De Geus says that companies that have survived for a long time are tempted to see themselves more as living beings than as machines (p. 76). Companies have a sense of identity, a purpose, and core values.

Purpose and Function: Rethinking Value Maximization in a Living Company

But how is this living company idea related to value maximization (p. 77)? Senge makes yet another biological distinction; design versus emergence.

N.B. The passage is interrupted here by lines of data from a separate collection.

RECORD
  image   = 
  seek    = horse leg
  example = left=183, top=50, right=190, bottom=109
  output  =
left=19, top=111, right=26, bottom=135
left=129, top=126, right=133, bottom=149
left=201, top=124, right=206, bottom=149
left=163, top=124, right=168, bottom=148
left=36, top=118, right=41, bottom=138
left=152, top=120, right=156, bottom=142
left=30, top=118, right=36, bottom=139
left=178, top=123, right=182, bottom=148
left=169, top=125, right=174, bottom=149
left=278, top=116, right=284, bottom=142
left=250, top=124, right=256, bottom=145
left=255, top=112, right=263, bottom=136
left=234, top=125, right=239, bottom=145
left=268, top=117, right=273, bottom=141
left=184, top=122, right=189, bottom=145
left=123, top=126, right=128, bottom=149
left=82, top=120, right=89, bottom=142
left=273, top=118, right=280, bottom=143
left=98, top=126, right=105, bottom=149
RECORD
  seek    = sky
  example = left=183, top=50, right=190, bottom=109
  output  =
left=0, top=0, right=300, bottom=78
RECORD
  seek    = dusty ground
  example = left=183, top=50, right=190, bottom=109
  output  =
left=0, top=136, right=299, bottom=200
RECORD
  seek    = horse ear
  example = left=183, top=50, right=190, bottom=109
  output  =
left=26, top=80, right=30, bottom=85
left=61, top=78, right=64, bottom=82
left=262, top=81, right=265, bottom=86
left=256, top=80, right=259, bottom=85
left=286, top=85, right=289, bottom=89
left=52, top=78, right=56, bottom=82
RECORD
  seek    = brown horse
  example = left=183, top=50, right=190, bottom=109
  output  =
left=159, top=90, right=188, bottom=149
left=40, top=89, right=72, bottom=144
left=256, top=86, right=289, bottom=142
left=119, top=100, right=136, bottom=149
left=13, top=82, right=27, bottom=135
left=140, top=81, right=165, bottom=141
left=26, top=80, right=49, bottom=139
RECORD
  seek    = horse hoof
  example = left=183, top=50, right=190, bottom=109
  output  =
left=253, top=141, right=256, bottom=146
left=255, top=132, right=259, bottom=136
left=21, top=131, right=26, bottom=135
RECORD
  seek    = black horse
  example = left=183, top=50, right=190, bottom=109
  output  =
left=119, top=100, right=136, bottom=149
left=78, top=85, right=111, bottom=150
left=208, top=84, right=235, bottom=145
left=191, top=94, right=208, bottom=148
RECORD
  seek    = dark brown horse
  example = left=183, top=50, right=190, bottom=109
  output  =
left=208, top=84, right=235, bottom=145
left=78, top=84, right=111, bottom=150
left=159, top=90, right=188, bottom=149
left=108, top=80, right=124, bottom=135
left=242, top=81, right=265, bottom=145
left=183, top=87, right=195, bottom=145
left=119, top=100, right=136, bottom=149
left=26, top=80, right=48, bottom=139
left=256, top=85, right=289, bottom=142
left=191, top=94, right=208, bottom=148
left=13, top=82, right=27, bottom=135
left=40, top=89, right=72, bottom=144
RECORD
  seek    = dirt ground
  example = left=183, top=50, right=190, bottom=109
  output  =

Living beings have some basic functions that are created by the organism itself and not by design (p. 77). The full set of capabilities of a living system comes from the interplay of design and emergence (p. 78).

By distinguishing design and emergence, Senge makes a distinction between function and purpose. Function has two meanings: design of the organism and fit into larger systems of the organism (p. 78). Purpose on the other hand is emergent, it can never be specified by a designer (p. 78).

Value maximization could be seen as the function of the organization within society (p. 78). This will only change if the design is substantially changed. But, because organizations are living systems, this design is subject to emergence (p. 78). In conclusion; design and emergence coexist and interact inside a living system. Therefore, creating firm value and actualizing purpose can coexist.